C’est une histoire de sexe, d’inceste, d’amour, de sang et de folie. Ca se passe dans un pays étouffé par le communisme et, sans surprise, ça se termine mal. Pour prouver au régime qu’elle n’a plus rien à voir avec sa fille Judit, enfuie à l’étranger, l’actrice Rebeka Weér organise son enterrement. Peine perdue : privée de public, elle restera emmurée chez elle, obsédée par sa gloire disparue. « Au début, on aurait dit qu’elle ne quittait pas son appartement à cause d’une migraine, mais cela a duré quinze ans. Ca fait pile deux semaines aujourd’hui qu’elle a revu la couleur du ciel, parce que je l’ai fait transporter jusqu’à la cour dans un cercueil ouvert ». L’histoire est rapportée par son fils, le frère jumeau de Judit, jeune écrivain désarticulé à la solde de la perversion maternelle. Lorsque Judit refait surface, c’est sous la forme d’une phrase tranchante sur une carte postale : « Chère mère, si vous voulez me voir, alors qu’on ne vous ferme pas les yeux le jour venu ». Cette carte, Rebeka ne la lira jamais. En revanche, elle recevra régulièrement des nouvelles anodines de sa fille, signées de la main gauche d’Antoine. Bienveillance ou retour de cruauté ?
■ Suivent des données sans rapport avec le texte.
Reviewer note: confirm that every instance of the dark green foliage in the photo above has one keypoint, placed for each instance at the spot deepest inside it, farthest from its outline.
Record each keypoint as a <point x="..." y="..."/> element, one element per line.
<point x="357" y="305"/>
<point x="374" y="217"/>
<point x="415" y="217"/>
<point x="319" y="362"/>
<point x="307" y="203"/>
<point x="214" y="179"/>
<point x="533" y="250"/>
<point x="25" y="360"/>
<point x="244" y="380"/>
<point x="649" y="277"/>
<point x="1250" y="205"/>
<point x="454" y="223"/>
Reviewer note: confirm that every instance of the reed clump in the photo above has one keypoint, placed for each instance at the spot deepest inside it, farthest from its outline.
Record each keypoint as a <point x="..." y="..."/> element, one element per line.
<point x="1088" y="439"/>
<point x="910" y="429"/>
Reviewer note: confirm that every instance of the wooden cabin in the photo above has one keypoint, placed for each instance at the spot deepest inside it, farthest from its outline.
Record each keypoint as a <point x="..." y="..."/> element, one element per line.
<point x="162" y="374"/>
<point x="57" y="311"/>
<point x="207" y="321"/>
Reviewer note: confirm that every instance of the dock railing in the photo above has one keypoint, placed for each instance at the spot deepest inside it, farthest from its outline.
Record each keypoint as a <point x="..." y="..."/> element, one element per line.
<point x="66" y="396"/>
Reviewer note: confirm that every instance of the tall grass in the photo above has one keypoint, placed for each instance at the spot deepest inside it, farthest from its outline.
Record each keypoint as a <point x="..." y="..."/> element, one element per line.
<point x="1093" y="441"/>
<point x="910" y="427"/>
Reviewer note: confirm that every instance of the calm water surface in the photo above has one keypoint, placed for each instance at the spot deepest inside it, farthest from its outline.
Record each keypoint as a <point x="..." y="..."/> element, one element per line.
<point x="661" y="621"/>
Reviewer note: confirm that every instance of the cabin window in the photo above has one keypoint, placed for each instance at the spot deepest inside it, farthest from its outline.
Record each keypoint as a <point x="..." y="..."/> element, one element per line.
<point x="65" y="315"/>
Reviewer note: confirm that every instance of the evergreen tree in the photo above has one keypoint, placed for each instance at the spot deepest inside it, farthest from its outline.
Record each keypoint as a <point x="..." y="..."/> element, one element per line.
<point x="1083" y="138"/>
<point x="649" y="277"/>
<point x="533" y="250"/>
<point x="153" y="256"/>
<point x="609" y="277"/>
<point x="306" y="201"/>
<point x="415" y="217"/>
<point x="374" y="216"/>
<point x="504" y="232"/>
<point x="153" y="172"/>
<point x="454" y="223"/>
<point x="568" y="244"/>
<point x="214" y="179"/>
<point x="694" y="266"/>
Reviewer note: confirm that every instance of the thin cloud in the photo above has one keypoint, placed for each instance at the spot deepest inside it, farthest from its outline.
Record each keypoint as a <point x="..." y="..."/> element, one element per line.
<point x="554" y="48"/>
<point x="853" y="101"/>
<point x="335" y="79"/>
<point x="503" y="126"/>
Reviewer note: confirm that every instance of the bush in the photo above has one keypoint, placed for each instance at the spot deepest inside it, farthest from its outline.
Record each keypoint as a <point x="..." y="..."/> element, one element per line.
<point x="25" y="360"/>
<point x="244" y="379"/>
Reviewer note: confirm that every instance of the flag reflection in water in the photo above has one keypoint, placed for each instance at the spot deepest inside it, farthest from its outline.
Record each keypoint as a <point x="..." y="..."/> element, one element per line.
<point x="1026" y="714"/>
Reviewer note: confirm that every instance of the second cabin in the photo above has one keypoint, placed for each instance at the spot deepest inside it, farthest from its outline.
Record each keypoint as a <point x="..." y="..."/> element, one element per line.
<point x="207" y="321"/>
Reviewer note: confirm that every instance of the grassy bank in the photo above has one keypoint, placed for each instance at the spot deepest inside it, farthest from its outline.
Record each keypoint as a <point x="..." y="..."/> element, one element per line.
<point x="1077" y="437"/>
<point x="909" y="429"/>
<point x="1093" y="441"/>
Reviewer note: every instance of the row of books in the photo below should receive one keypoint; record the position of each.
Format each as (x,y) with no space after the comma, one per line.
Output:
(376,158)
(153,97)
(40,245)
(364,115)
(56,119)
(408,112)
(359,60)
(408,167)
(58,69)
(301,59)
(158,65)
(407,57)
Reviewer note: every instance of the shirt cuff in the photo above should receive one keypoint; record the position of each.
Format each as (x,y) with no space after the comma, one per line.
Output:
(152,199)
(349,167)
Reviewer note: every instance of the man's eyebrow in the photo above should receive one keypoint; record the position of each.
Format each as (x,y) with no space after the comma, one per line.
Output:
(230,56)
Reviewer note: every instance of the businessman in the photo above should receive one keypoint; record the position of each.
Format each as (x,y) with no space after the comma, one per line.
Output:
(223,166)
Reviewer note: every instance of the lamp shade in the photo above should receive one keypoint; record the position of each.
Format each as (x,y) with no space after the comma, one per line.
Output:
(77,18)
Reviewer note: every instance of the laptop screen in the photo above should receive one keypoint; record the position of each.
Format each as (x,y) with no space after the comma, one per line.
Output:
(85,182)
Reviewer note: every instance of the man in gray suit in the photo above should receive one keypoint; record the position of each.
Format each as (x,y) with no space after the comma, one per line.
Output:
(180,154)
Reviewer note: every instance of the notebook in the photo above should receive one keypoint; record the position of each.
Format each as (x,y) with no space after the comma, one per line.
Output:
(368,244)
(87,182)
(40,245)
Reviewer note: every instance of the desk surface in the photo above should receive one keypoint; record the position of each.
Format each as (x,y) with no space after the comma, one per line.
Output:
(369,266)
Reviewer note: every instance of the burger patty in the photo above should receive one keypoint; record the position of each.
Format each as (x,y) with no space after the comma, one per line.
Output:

« Si tu as vraiment érigé une pierre tombale à ta fille, alors plus aucun fond de teint ne pourra te rendre un visage humain », écrit Antoine, incapable de se défaire de l’image d’une mère omniprésente. Dans le visage grimé de son éditrice, dans les rues tristes de sa ville et, surtout, dans le corps détruit par le mensonge de la femme qu’il aime, Eszter, qui fait l’amour « comme si elle voulait en mourir ». Déroutant, le texte d’Attila Bartis parvient à transmettre cette violence étouffante dans un texte déconstruit, qui perd souvent le lecteur pour mieux le rattraper par un jet d’eau glacée. Adoptant le rythme haché du narrateur, imposé par une souffrance que vient parfois apaiser la douceur de l’amour, le récit est aride, il trouble, désarçonne, lasse parfois. Comme le hurle Rebeka à propos de son fils, Attila Bartis « écrit avec le sang des gens ».